Yes, Coconut milk yogurt contains Low levels of FODMAPs when consumed in typical serving sizes
Typical serving size: 1 tub (125g)
This portion contains low amounts of FODMAPs, making it suitable for most people with IBS. Excessive consumption of this high-fat food may interfere with normal gut function, potentially triggering digestive discomfort
Best Low FODMAP alternatives to Coconut milk yogurt for your diet
You can also substitute Coconut milk yogurt by swapping it with lactose free yogurt, coconut cream, almond milk. These alternatives work great in most recipes and are gentler on your stomach if you’re following a low FODMAP diet.
Is Coconut milk yogurt good for people with IBS?

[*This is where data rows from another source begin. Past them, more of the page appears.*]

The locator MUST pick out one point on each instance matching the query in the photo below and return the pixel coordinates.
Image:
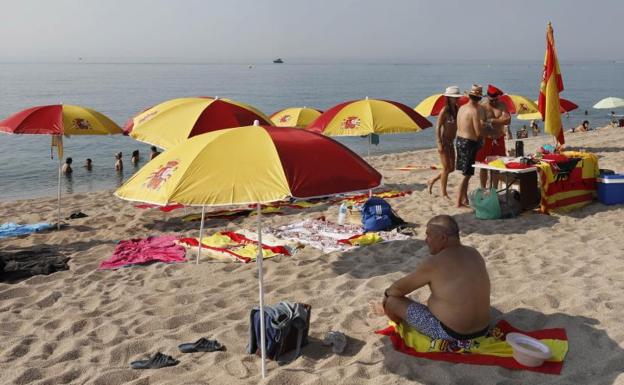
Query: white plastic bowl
(528, 351)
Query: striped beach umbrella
(246, 165)
(172, 122)
(368, 116)
(300, 117)
(432, 105)
(564, 106)
(58, 120)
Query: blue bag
(377, 215)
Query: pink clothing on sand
(145, 250)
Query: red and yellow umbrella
(432, 105)
(368, 116)
(300, 117)
(58, 120)
(250, 165)
(564, 106)
(245, 165)
(174, 121)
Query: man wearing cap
(446, 130)
(470, 118)
(494, 143)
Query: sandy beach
(84, 326)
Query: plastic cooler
(611, 189)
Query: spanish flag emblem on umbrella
(552, 84)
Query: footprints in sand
(49, 300)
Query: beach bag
(485, 203)
(286, 326)
(377, 215)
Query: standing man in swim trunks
(446, 129)
(496, 117)
(469, 128)
(459, 305)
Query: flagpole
(201, 235)
(261, 293)
(58, 222)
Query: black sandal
(158, 360)
(201, 345)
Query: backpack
(377, 215)
(485, 203)
(286, 328)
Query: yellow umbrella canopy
(518, 104)
(174, 121)
(246, 165)
(295, 117)
(58, 120)
(368, 116)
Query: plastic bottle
(342, 214)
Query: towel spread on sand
(414, 167)
(165, 209)
(488, 350)
(145, 250)
(330, 237)
(13, 229)
(228, 245)
(231, 213)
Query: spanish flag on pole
(551, 86)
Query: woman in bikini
(446, 130)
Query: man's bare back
(459, 304)
(469, 119)
(460, 289)
(497, 114)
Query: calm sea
(122, 90)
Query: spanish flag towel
(488, 350)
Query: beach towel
(488, 350)
(165, 209)
(15, 266)
(228, 246)
(13, 229)
(145, 250)
(219, 214)
(232, 213)
(330, 237)
(576, 189)
(416, 167)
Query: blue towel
(13, 229)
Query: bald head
(445, 224)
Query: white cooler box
(611, 189)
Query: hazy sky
(256, 31)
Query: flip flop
(76, 215)
(158, 360)
(201, 345)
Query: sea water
(122, 90)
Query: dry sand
(84, 326)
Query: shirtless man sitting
(459, 305)
(496, 117)
(470, 118)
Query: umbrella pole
(201, 234)
(261, 292)
(58, 221)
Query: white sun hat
(452, 92)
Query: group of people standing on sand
(469, 133)
(67, 170)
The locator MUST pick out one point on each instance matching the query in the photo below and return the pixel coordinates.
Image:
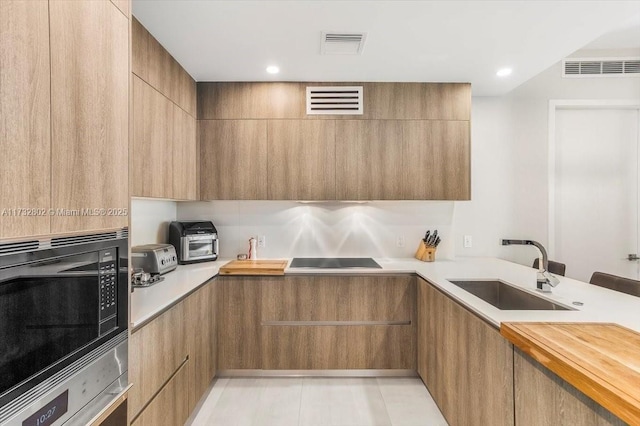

Yes, Coconut milk yogurt is ok for IBS when consumed in appropriate serving sizes. It is considered low FODMAP and generally well-tolerated. For those managing IBS or SIBO during the elimination phase, it’s generally safe to include this ingredient in your meals within recommended portions. However, it’s important to avoid overconsumption, as larger servings may exceed Low FODMAP thresholds. Allow adequate time between meals to support digestive processing and maintain symptom relief.
Pro tip: Ingredients under 2% of a product or used for colouring are typically too minimal to trigger FODMAP reactions.
About Coconut milk yogurt
Coconut yogurt, made from fermented coconut milk, is commonly used as a dairy-free alternative in desserts, smoothies, and breakfast bowls, and is generally safe for consumption but may cause allergic reactions in individuals sensitive to coconut.